Film güzel açılıyor. Olması gereken distopik evren, şimdiye vurgu yaparak beliriyor. Bir dünya var, bir de herkesin gitmek istediği yer olan harikalar diyarı Elysium var. Buradan bakınca genişletilmiş bir dünya olgusu var sanki. Bir tarafta yiyip bitiren emperyaller, diğer tarafta oyuncak boyarken ölen Çinli çocuklar... Zaten Elysium'da zenginlerin yaşadığı çok sık vurgulanıyor. Mültecilerin hayat mücadelesi filmin ana hattı. Pahalı kadronun başındaki isim Matt Damon anti-karakter olarak kahramanımız. Biz, izleyici olarak onlardan yanayız. Tepemizde gezen ve içi istediğini yapan ajanlarla dolu olan mekikler var. Bu arada Copley rolünü çok iyi kotarmış. Aksanına ayrıca bayıldım. Kendisi kötü adam olur. Darbeci asker. Filmin ana hattını mülteciler oluşturuyor ama "bilgi her şeydir" teması bir süre sonra, çok yüzeysel de olsa, ağırlığını koyuyor. Zaten filmin en büyük sıkıntısı da burada, her şey çok yüzelsel. Tabii bunun sayesinde filmde hiç anlaşıladık kısım yok. Her şey ortada, temiz ama tabi ki tahmin edilebilir. Bir türlü konunun özüne inemiyor. Temeli çok sakat kaldığından film bazı noktalarda topallıyor, tıkanıyor. İşte burada aksiyon imdada koşuyor ve yeni sahneye geçebiliyoruz.
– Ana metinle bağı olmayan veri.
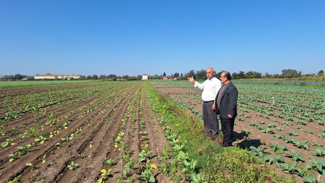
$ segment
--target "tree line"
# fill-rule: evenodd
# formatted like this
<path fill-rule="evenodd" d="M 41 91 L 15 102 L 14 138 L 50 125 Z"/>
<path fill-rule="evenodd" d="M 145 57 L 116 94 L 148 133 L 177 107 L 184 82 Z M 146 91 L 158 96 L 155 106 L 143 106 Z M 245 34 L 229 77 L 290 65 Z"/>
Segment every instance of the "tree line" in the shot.
<path fill-rule="evenodd" d="M 221 73 L 224 72 L 224 71 L 217 72 L 214 74 L 214 75 L 217 78 L 219 78 L 221 75 Z M 50 74 L 48 73 L 46 74 Z M 36 75 L 39 74 L 37 74 Z M 256 72 L 256 71 L 250 71 L 245 72 L 242 71 L 240 71 L 237 72 L 233 72 L 231 74 L 231 79 L 255 79 L 261 78 L 296 78 L 302 76 L 323 76 L 324 75 L 324 71 L 323 70 L 320 70 L 317 72 L 316 74 L 311 73 L 310 74 L 302 74 L 302 71 L 298 71 L 296 70 L 288 69 L 283 69 L 281 72 L 281 74 L 269 74 L 268 72 L 265 72 L 264 74 L 262 74 L 261 72 Z M 197 80 L 206 80 L 207 79 L 206 77 L 206 70 L 205 69 L 201 69 L 194 71 L 194 70 L 192 70 L 188 71 L 184 75 L 182 73 L 180 74 L 178 72 L 172 73 L 170 75 L 167 75 L 166 73 L 164 72 L 162 75 L 159 75 L 158 74 L 154 74 L 152 75 L 148 75 L 148 79 L 162 79 L 164 77 L 177 77 L 178 80 L 186 80 L 188 77 L 191 77 L 192 76 L 193 77 Z M 20 74 L 16 74 L 15 75 L 6 75 L 4 76 L 3 80 L 21 80 L 24 77 L 27 77 L 27 76 Z M 81 78 L 77 79 L 78 80 L 82 80 L 84 79 L 110 79 L 113 80 L 141 80 L 142 79 L 142 76 L 140 75 L 138 75 L 136 76 L 130 76 L 126 74 L 122 76 L 117 76 L 115 74 L 110 74 L 108 75 L 105 74 L 102 74 L 99 76 L 97 74 L 93 74 L 92 75 L 88 75 L 85 79 Z M 48 79 L 44 79 L 44 80 L 48 80 Z M 34 80 L 33 77 L 31 77 L 29 78 L 28 80 Z"/>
Klasik Hollywood aksiyonu sona doğru bizi bekliyor tabi, hiç kaçar mı! İyi ve kötü adamın kavgası. Bir nevi iktidar kavgası. Bakıldığında iki taraf da mevcut yönetimce ezilmiş ve yok sayılmış insanlar. Toplumun farklı kesiminde yetişmişler sadece. Temelde aynı sosyo-ekonomik kültürden gelmiş iki tip. Biri sevilmiş, biri sevilmemiş, belki. Aradaki fark bu kadar küçük yani. Ama biri ölmek zorunda, ölüyor da. Büyük finale geliyoruz ve işte benim favorim anım; fedakarlık! Kendimizi bir uğurda feda edersek dünyanın en büyük kahramanıyız! Sevdiğin kişi için, ailen için, insanlar için, dünya için, ülken için, milletin için, para için, bira için, rakı için... Ne olduğu önemli değil, sen kendini feda et yeter. Başka hayatlar için kendi canını ver, benimki can değil çünkü! Ben canımı verince son öldürülen olacağım sanki, ölümler duracak! Dünya çok daha iyi bir yer olacak, çiçekler silahlardan fazla olacak, tedaviler hastalıklardan daha hızlı ilerleyecek, çocuklar mutlu olacak... Dayatılan ve anlatılan bu, istenilen de bu. Dünya hep birilerinin, bir uğurda can verdiği ama onu hiç umursamayan insanlarla ve onların refahı ile sefaleti üzerine kurulu zaten. Üstü kalsın! 

Tabi bu anlatıklarımın hepsi finalde oluyor. Distopyamız, ütopyaya dönüşüyor. Halbuki Blomkamp bize ilk filminde böyle bir şeyin olmadığını anlatmıştı. Hayal kurmak yasak değil elbet ama sinemada ben eli taşın altında görmek isterim. Sadece perdeye yansıtmak yetmiyor.